Another section is a room showcasing videos of six black men each stating how many times they’ve been stopped by the police. While they wait to speak, the men shift  their weight from one leg to the other, but it’s unclear whether the discomfort one perceives is theirs or one’s own. One man says that he’s been stopped over 100 times. 

I can’t claim to approach this exhibit with an artistic background. Instead, my perspective is one of indignance and frustration about the state of our criminal justice system. I often write about criminal justice and civil rights, so I entered the exhibit thinking I knew what to expect. Still, some information caught me off guard and surprised me.

Throughout the exhibit there are “takeaway” cards with relevant statistics regarding race and prisons. Citing statistics from the U.S. Census & International Center for Prison Studies, one such card states that though the U.S. has less that 5% of the world’s population, it has almost 25% of the world’s total prison population. I had already known that the U.S.’s prison population was the world’s largest, but the numbers were a stark reminder.

Only upon my second trip to the exhibit did I notice the outlines of a prison cell in black tape on the floor of the student section.

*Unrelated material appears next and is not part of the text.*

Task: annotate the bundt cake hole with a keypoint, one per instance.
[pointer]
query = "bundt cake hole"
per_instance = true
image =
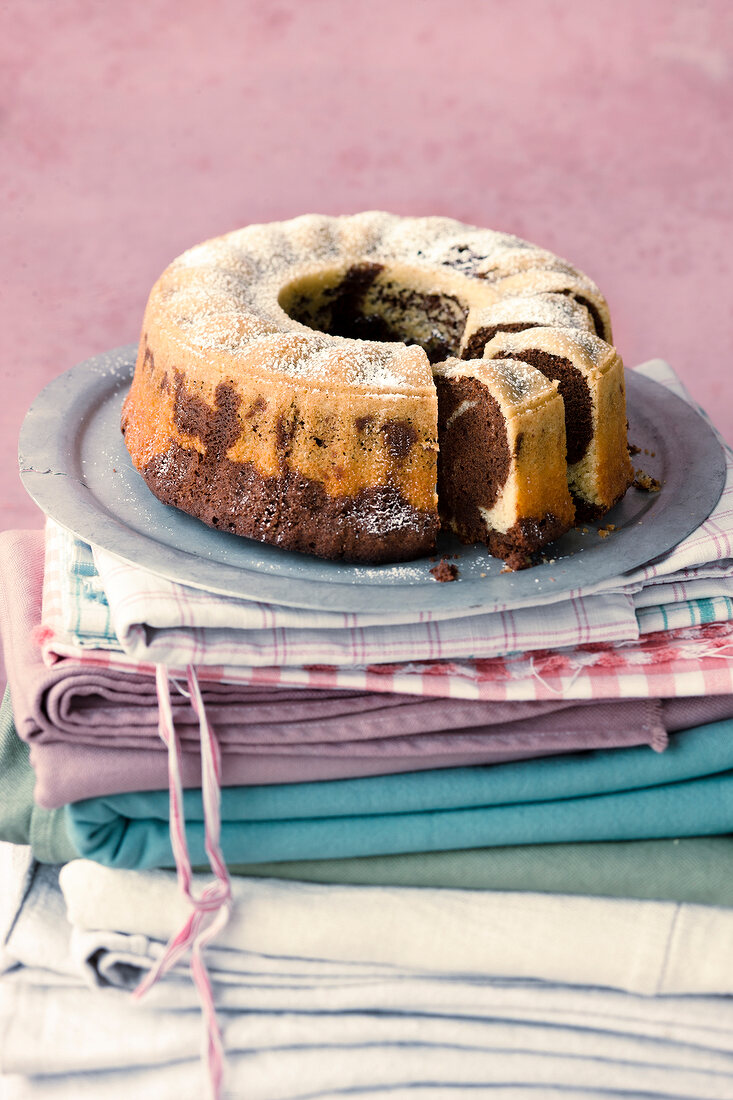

Outlined were the dimensions of the bunk, the toilet, the table and the shelf that adorn a cell. You’re invited to listen to a recorded monologue and write on the wall as you spend some time in the cell. Instructions on the wall ironically invite you to stay for years. 

I comforted myself with the thought that one would have to do something truly terrible to end up in a prison cell. But then I remembered the article I wrote just this week about Bobby Johnson being released from prison after spending nine years there for a crime he didn’t commit. And then I remembered a report last year released by Connecticut Voices for Children stating that petty offenses like tardiness, swearing and disruptive behavior result in 11 percent of student arrests. So the thought that someone has to do something terrible to end up in jail — it comes with a lot of asterisks. 

Over the summer, Kaphar brought the students from the Summer Apprentice Program on a field trip to a prison, perhaps so that similar thoughts might occur to them. He explains the thought process behind the trip in a video produced by Artspace and Travis Carbonella, which plays on repeat in the students’ section. Kaphar says that most people don’t even know what the inside of a prison looks like. He argues that, given how many people in the United States are sent to prison, everyone should visit one to see where we send our convicts. Kaphar’s apprentices succeeded in making at least one viewer consider what the experience of prison is actually like. 

If you didn’t get a chance to visit Artspace over the last two months, you still have a chance to confront these tough questions. This weekend, Arresting Patterns is ending with a two-day conference featuring guest artists, policy makers, scholars, and activists who will address the questions raised by this exhibit. The conference and the exhibitions are free and open to the public. I’m not done thinking about the questions I faced at, “Arresting Patterns,” so I plan to attend.